There is something about John Cusack. He is one of those actors that has a quality you can’t quite put your finger on, a natural style making him well-suited as the quietly confident, cool everyman. Cusack has crafted a career largely based on portraying lovable assholes (or at least the guy your parents don’t necessarily approve of). Arguably, High Fidelity is his best movie. Sure, Cusack may have been in more prestigious, award-winning films (like The Thin Red Line or Being John Malkovich), but Rob Gordon is the purest expression of his onscreen persona. A generation of young women fell in love with Lloyd Dobler from Say Anything (1989), but Gordon is who Dobler might have become. Smart and charming, but drifting, without a sense of purpose; which is cute when you’re eighteen, not when you’re thirty. As co-writer, maybe this was part of Cusack’s purpose in adapting the British novel for American screens, to create a cinematic doppelgänger for his most popular character and drag him down to Earth a bit.

High Fidelity was the next step in the cinematic ageing of Generation X, after movies like Reality Bites (1994), Singles (1992), and Suburbia (1996). What happened to all these “slacker” heroes five years after they (maybe) graduated from college and were thrust upon the world? Apparently, they went to Chicago and opened a record store. Gordon is stuck in a state of perpetual twenty-five-ness, lacking the desire for change or evolution. Any of the fantastical romanticism of the typical romantic comedy is gone here.

The film chronicles the vinyl (“fetish properties”) proprietor’s split from his longtime girlfriend, Laura, and his desire to win her back. Rob goes through his all-time top-5 breakup list in direct-to-camera narration, endearing the audience to him even as we learn of his many faults when it comes to women (some merely insensitive, some downright punch-worthy). Rob is joined by his two employees Barry (Jack Black) and Dick (Todd Louiso), who were only hired for three days a week but keep showing up every day. The supporting cast of characters are perfect compliments for Cusack’s style; he sits back and lets them run wild, interjecting when necessary to move the plot along.
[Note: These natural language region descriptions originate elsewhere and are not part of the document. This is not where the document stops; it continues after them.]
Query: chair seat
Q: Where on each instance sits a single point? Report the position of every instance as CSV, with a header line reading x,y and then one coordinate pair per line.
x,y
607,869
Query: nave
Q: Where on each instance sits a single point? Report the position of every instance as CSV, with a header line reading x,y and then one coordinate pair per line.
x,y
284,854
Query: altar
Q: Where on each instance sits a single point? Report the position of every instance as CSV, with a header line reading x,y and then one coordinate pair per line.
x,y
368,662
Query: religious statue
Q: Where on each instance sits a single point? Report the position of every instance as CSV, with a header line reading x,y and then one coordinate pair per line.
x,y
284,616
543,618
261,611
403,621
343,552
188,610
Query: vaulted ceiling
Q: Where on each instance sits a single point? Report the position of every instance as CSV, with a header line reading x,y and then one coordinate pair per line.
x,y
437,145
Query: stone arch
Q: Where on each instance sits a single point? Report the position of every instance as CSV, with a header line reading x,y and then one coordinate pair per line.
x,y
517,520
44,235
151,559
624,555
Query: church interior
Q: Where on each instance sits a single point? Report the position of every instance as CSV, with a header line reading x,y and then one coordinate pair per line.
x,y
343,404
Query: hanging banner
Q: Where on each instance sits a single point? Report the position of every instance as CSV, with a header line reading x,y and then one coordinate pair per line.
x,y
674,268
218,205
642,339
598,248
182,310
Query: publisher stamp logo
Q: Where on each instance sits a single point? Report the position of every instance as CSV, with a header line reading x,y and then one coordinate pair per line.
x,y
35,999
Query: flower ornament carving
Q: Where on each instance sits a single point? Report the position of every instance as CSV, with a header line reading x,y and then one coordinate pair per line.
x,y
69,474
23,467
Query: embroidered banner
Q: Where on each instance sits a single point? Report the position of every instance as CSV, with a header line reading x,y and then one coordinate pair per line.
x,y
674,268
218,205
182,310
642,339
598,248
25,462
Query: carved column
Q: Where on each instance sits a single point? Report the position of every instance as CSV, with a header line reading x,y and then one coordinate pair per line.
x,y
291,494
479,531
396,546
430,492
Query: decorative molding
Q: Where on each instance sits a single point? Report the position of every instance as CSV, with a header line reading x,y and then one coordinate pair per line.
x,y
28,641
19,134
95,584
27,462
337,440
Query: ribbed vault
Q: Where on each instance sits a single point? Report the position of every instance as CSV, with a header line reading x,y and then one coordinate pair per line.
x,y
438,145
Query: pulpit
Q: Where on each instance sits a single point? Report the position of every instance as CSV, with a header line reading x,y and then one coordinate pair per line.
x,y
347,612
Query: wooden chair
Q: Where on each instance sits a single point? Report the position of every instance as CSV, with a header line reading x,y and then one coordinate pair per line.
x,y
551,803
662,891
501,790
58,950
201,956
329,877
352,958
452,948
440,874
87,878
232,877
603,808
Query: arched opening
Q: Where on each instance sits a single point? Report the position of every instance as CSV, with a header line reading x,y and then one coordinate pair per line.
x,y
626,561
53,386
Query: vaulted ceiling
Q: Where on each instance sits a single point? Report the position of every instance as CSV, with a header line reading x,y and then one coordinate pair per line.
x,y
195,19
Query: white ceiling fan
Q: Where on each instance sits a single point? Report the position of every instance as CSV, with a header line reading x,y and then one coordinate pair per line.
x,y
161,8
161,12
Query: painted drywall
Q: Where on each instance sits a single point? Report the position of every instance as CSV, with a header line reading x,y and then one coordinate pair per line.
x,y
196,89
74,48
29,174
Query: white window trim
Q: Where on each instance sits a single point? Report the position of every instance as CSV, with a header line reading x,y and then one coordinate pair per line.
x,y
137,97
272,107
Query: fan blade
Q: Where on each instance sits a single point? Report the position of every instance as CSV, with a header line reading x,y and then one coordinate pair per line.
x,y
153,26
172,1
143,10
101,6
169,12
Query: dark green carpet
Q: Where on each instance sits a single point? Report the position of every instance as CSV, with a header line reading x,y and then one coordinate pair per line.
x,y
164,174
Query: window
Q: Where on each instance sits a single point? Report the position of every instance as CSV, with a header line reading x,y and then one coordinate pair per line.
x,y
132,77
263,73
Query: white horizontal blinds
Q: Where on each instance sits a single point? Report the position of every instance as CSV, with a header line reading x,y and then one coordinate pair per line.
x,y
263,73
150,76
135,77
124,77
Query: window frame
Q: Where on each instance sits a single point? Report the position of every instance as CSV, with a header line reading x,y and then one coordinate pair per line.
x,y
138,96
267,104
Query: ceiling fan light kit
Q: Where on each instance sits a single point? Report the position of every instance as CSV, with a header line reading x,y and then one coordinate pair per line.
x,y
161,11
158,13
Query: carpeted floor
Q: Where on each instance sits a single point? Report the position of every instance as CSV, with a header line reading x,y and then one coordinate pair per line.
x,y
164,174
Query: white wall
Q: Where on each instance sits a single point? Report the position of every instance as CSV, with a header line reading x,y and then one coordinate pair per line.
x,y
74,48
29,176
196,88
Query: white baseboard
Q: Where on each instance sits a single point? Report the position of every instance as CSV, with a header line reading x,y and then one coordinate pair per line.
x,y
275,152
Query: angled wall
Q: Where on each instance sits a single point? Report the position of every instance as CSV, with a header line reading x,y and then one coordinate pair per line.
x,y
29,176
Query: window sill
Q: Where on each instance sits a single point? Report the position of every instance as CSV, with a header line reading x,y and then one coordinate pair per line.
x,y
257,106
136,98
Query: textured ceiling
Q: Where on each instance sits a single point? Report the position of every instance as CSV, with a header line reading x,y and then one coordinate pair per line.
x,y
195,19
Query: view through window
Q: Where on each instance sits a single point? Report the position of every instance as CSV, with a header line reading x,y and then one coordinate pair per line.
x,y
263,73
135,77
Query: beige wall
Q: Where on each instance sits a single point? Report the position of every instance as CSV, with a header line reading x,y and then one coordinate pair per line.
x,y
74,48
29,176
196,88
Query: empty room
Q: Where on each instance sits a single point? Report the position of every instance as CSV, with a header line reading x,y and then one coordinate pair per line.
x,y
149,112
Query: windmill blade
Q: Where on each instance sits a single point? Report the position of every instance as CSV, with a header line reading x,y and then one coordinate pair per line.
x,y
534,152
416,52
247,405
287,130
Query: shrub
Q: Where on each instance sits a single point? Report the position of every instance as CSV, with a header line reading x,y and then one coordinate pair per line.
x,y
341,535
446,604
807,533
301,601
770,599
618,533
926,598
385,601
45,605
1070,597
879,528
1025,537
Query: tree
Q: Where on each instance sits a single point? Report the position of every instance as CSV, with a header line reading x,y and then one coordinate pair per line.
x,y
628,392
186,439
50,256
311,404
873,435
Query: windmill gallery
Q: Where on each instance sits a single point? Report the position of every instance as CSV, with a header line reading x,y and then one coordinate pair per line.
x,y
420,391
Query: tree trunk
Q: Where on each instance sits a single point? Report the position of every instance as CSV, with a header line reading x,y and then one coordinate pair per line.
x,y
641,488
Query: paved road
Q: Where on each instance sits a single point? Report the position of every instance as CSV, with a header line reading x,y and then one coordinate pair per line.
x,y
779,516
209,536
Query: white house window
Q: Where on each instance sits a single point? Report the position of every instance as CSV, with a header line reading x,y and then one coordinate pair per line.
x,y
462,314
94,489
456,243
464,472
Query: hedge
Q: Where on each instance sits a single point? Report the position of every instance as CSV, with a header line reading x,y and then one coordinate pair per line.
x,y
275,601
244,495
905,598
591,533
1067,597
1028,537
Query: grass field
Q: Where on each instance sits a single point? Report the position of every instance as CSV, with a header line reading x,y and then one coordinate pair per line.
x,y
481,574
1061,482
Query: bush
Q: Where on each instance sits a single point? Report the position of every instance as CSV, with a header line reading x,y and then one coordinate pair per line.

Jack Black steals every scene he is in; this is role that made famous, he and Tim Robbins (as Laura’s New Age rebound guy) account for almost all the laughs. This flick has a balance between laugh-out-loud and funny-because-it’s-true moments. It’s the realistic romantic comedy, about guys who suck at relationships and have a hard time moving forward in life.

This movie is more relevant now than when it was released. The internet has become a mass of Robs, Barrys, and Dicks, with everyone sharing the thousands of meaningless “Top 5” lists from every site possible, and becoming growingly obsessed with random pop culture trivia. Music geeks are no longer hidden away in the corners of record shops, now it is commonplace to seek out the most obscure tracks from bands who only fanatics knew about a decade ago. Most obviously, there is the incredible resurgence of vinyl’s popularity (with cassettes not far behind). This is the perfect time to rediscover High Fidelity.